Correct answer is A. The key architectural difference is how and when key material is negotiated. OKC reuses a cached PMK to skip the EAP exchange, but still requires a separate 4-Way Handshake after the reassociation to derive a new PTK — two steps. 802.11r uses PMK-R0 (held by the WLC) and derives PMK-R1 per-AP in advance. The FT exchange embeds the PTK negotiation directly into the reassociation request/response frames — a single round trip. This makes 802.11r marginally faster than OKC and the preferred choice for the most latency-sensitive voice deployments.

8. A wireless engineer reports that VoIP calls drop every time users walk between the main building and the annex. The annex APs are on a different WLC. The WLC mobility group name is the same on both controllers, but inter-controller roaming is not working. What should the engineer check first?

Correct answer is D. The mobility group name matches — that's step one. The next most common causes are: (1) the peer WLC entry (IP + MAC) is missing from one or both controllers' mobility peer lists, and (2) a firewall between the two WLC management subnets is blocking UDP 16666, preventing the mobility tunnel from establishing. Use show mobility summary on both WLCs to verify tunnel status is UP. If the tunnel is DOWN, connectivity and firewall rules are the first things to check.

9. Why can traffic shaping cause problems for wireless clients using Layer 3 inter-controller roaming?

Correct answer is B. In Layer 3 inter-controller roaming, the data path is inherently asymmetric and longer: client traffic goes Client → AP → Foreign WLC → mobility tunnel → Anchor WLC → network gateway. This additional hop adds latency compared to direct routing. QoS policies (marking, queuing, shaping) applied at the Foreign WLC interface may see the encapsulated tunnel traffic rather than the original client frames, making per-application classification difficult. This is one reason enterprises prefer designs that minimise the frequency of L3 roaming — ideally by sizing mobility group subnets to cover entire campuses.

10. What is a sticky client, and what is the most effective infrastructure-side mitigation available on Cisco WLCs?

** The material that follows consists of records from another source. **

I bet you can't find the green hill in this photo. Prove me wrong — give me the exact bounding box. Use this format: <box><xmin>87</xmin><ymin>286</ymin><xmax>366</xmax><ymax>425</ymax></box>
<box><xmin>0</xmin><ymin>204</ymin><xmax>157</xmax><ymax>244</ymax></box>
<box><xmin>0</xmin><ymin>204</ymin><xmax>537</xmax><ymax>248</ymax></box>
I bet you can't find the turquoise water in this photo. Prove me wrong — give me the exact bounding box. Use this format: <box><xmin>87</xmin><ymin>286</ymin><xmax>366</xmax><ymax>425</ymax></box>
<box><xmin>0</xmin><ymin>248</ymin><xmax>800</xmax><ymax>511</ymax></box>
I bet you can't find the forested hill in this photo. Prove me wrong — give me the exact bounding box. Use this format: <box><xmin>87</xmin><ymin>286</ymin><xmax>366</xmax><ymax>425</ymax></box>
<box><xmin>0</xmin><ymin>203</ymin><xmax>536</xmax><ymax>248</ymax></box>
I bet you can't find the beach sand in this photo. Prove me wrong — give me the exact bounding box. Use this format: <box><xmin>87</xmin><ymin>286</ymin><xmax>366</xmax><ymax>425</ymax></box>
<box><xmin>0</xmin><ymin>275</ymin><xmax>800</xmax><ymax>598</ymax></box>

Correct answer is C. A sticky client is a device that refuses to roam away from a weakening AP signal despite a better AP being available. Because IEEE 802.11 makes roaming entirely the client's decision, the infrastructure cannot force a roam. Cisco WLCs offer several "nudge" mechanisms: 802.11v BSS Transition Management sends a suggestion (not a command) to the client to move to a better AP; 802.11k Neighbour Reports give the client an optimised list of nearby APs to reduce scanning time; and reducing AP transmit power creates smaller, more overlapping cells that naturally encourage more frequent roams. None of these are guaranteed — the client ultimately decides.